After my buddy Mike and I went our separate ways, I gravitated into the orbit of a trio of geeky underclassmen — Scott, Christian, and Damian — I met while doing independent study for a “cool” English teacher. What began as dorky lunch table conversations about shared interests soon escalated into a consensus that we should start up a Dungeons & Dragons campaign, with yours truly (again) taking on the role of dungeonmaster.
We picked a time (Saturday afternoon) and a place (Damian’s house), after which I began to feel the panic set in. These guys gave every impression of being veteran players, and insisted upon using their favorite characters from previous campaigns. I was still pretty new to the hobby, and Mike’s eager embrace of hack ‘n’ loot excess did nothing to hone my skills as an interactive storyteller or rules referee.

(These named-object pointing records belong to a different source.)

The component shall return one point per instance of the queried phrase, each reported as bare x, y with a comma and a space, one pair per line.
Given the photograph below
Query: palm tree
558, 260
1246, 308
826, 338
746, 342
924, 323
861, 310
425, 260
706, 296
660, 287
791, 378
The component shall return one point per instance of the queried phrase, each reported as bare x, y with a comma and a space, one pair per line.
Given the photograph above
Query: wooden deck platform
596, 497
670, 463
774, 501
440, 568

Whatever scenario I ran had to be rock solid and deadly serious. I needed to show these guys I was in absolute command of the situation by establishing a tough-but-fair set of ground rules. A homebrew adventure couldn’t cut it. Only an official module would do the trick.
Fortunately, I had just the thing at hand — the infamous Tomb Of Horrors….
…which was one of the extras Mike tossed in when he sold me his half of our shared Gamma World box set.
Originally designed for tournament play, the module featured a particularly punishing dungeon packed with extremely lethal deathtraps and cunning fake-outs overseen by a nigh indestructible “demilich.” It was the stuff of which Total Party Kills were made (and you have bought a copy of Death Saves already, right?) and the perfect way to show my new players they type of DM they would be dealing with.
It was a brilliant plan…or it would’ve been if the module’s notoriety didn’t precede it.
In the two hours we sat around Damian’s living room table, the party managed to progress all of ten yards from the tomb’s entrance. Every stone was triple checked for some nefarious device. Every protective spell in the players’ collective arsenal was cast in preparation. Every wall examined closely for hidden doors or other surprises.
None of the players had ever run or owned Tomb of Horrors, but they’d of its legendary lethality and opted to play things extremely safe. “But your character doesn’t know that” is a sound bit of role-playing wisdom, but one that can be difficult to put into practice. They might’ve technically breached that protocol, but their actions were impossible to argue against. Faced with an unknown and potentially dangerous environment, they used their smarts to, well, drag things out into a painfully unproductive slog.
(This is why I eventually stopped using published scenarios as anything but a resource for ideas and maps to repurpose. Homebrew adventures don’t run the risk of previous exposure, providing you aren’t shamelessly lifting stuff from other media products.)
Even though we accomplished next to nothing in terms of game progress, that first meet-up was a huge success in terms of turning classmates into actual friends. I walked home from Damian’s place with Scott, who I learned lived two streets over from me and whose house was a stop on my paper route. We talked about hanging out some more, with or without the other two guys, and thus set the stage for what would be the “Golden Summer” of 1987.